NDP to help small tech companies to help diversify economy

A day after the Wildrose called on the government to set up a jobs summit to examine the impact of its policies on the Alberta economy, the NDP fired back, announcing more money to help out start-up tech companies.

$5M to go to voucher program run by agency at centre of CBC investigation

Deron Bilous, Alberta's economic development minister, announces additional funding and more advisers to help develop small tech companies Thursday. (CBC)

A day after the Wildrose called on the government to set up a jobs summit to examine the impact of its policies on the Alberta economy, the NDP fired back, announcing more money to help out start-up tech companies.

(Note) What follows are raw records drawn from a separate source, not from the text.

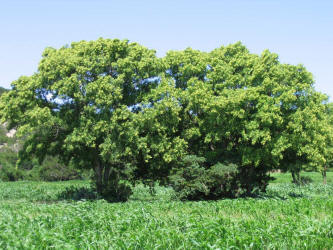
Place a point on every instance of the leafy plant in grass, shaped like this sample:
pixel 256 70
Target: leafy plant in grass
pixel 194 181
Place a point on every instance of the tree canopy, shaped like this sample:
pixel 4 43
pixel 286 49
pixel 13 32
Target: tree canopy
pixel 113 106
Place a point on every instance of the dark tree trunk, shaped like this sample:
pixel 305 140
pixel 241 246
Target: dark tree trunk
pixel 324 175
pixel 296 177
pixel 99 176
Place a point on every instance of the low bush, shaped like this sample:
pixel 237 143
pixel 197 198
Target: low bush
pixel 10 173
pixel 195 181
pixel 77 193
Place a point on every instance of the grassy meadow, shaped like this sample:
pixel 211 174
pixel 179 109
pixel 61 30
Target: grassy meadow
pixel 37 215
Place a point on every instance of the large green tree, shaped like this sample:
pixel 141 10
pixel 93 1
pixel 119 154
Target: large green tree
pixel 80 103
pixel 249 109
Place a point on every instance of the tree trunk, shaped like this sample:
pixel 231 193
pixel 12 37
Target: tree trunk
pixel 98 176
pixel 296 177
pixel 324 175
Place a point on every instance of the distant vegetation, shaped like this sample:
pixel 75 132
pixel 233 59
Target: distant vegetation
pixel 210 125
pixel 2 90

Economic Development Minister Deron Bilous said the government is putting another $5 million towards helping small and medium-sized tech companies grow as part of a greater effort to diversify the province's economy.

The money, already accounted for in the 2015 budget, will go to the Enhanced Innovation Voucher support program, delivered by Alberta Innovates – Technology Futures, an agency at the centre of a CBC investigation for high salaries and lavish expense claims.

The May 2015 story revealed:

The CEOs of Alberta Innovates' four branches received between $338,000 and $479,000 in total compensation;

  • Six executives at the Alberta Innovates - Bio Solutions branch received total compensation of between $154,000 and $242,000;
  • Seven executives at the Technology Futures branch of Alberta Innovates were paid a total of between $272,000 and $364,000.
  • Through freedom of information, CBC News obtained documents showing expenses claimed by some Alberta Innovates executives.

In August 2015, Alberta's auditor general issued a report which revealed seven instances where managers from Alberta Innovates - Technology Futures and Innovation doctored bids to favour a preferred candidate in IT contracts each worth more than $100,000.

Asked Thursday how he assured himself Alberta Innovates could responsibly administer the additional public funding, Bilous said "reviews are underway to ensure that Albertans get the best value for their dollar and we completely recognize that tax dollars are very hard-earned dollars and we need to be prudent with them."

He specifically defended the voucher program, saying it has created a number of "success stories" and many companies wouldn't exist were it not for the program.

Bilous said the province expects to almost double the number of vouchers issued to more than 200 companies in the next few years.

The number of advisers will double to 12 to help companies with technology, business and financial advice.